Because what else can you do but make peace with it? Otherwise, you’ll find yourself cursing out the beans that twined themselves around the tomato plants and tried to strangle them, and the two cucumber plants that took over the other half of the garden, shooting out so many cucumbers you ran out of pickle jars to cram them in.
Meanwhile, all the flower seeds you planted and so carefully nurtured for weeks, the bright pink zinnias, the marigolds and the sweet purple basil, came to nothing but a handful of raggedy sprouts. Which makes no sense, when over there, in the sidewalk crack, some bird’s dropped a seed, and wah lah, up came a five-foot high Dr. Suess flower.
Two decades of gardening, and I still don’t understand how it works. But then, I don’t understand much these days. Everyone I know is walking around shellshocked, each hour’s news a fresh horror. Why is this happening? we say to each other.
But we may as well be yelling at the dirt, the sun, the weirdo bug that lays its eggs on the base of the strawberry plant and sucks the whole thing dry.
Do something, a friend urges me when I confess my despair to her. But that’s the problem, I say. Everything I do feels pointless.
She tells me to ask myself three questions: What brings me joy? What am I good at? How can I help?
The place where all three overlap is supposedly the “sweet spot for action.”
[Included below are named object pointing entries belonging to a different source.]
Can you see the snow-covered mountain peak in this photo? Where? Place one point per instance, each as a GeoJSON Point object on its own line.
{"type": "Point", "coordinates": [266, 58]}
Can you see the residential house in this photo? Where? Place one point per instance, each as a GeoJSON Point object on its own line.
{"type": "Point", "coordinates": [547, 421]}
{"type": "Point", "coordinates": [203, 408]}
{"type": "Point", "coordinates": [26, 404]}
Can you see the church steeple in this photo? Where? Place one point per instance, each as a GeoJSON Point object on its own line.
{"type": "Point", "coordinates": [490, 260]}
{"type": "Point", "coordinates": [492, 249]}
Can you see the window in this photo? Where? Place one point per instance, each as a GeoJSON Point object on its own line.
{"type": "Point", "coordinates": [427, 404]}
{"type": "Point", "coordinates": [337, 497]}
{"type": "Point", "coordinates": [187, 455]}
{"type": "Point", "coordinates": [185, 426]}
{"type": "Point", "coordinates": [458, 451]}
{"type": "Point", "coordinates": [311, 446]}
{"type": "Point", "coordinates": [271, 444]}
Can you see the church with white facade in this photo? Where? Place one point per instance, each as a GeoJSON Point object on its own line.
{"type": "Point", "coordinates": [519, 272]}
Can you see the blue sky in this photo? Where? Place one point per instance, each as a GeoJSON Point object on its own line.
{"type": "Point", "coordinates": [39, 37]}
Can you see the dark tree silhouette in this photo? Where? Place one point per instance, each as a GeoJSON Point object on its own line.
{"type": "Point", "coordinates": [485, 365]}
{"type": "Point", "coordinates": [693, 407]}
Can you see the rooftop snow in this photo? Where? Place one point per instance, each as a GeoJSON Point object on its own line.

I like this, but I don’t think it works in my case. What brings me joy, what I’m good at, is writing. But what good does writing do? Especially now, when any two-bit AI can spit out words on gardening and hopelessness in less than thirty seconds, (another cause of despair!) while here I am, squinting at my computer screen, two hours into it, and still not sure how to tie it all together.
Okay. It has something to do with letting go.
Forget what the plan was (I wanted more than three tomatoes! I didn’t want ten thousand cucumbers!) and accept what I have been given. Beans. Multiple jars of pickles.
Or, it’s about making peace with what I can’t control, in general. But that's the easy response.
Yesterday, I spent the day in the garden, picking cucumbers, untwining bean tendrils from the tomatoes, flicking bugs off the strawberries. And then I watered the raggedy flower sprouts and set them more fully in the sun.
I am not ready to give up on them yet.